Debezium PostgreSQL CDC Source Connector

Type

source

Class

io.debezium.connector.postgresql.PostgresConnector

Target System

PostgreSQL

Maintainer

Debezium / Red Hat

License

Apache License 2.0

Project

github.com/debezium/debezium

Download

Debezium Releases

This page documents version 3.0.8.Final. Newer versions should be compatible unless there are breaking changes, but field names or default values may differ. If you notice discrepancies, please contact Axual Support.

Description

The Debezium PostgreSQL CDC Source Connector captures change events from PostgreSQL databases using logical replication and publishes them as records to Kafka topics.

It is maintained by the Debezium community as part of the open-source github.com/debezium/debezium.

The connector uses PostgreSQL logical replication (wal_level=logical) to tail the write-ahead log, streaming every committed change to Kafka with no additional load on the source database.
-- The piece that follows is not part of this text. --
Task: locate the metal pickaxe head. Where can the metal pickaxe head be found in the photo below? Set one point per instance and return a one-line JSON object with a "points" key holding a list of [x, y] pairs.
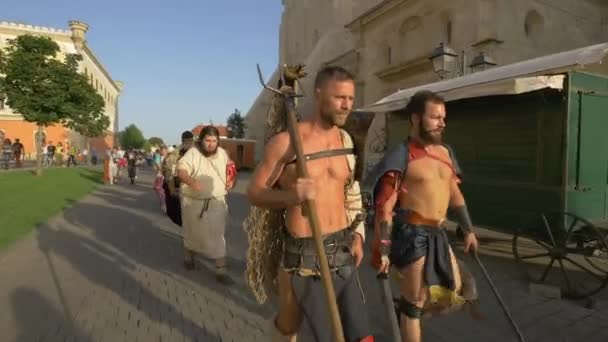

If you only need periodic data snapshots rather than real-time events, use the JDBC Source Connector — PostgreSQL instead.

Features

Real-time Change Data Capture (CDC) from PostgreSQL tables using logical replication (wal_level=logical)
Captures inserts, updates, and deletes
Stream name follows the convention <nickname>.<database>.<table>
Works with Google Cloud SQL PostgreSQL

When to Use

You need real-time CDC from PostgreSQL tables into Kafka.
You want to capture all DML events with millisecond latency.

When NOT to Use

You only need periodic polling — use the JDBC Source Connector — PostgreSQL instead.
PostgreSQL logical replication (wal_level=logical) is not enabled on your database server.

Installation

The connector is available from the Debezium Releases.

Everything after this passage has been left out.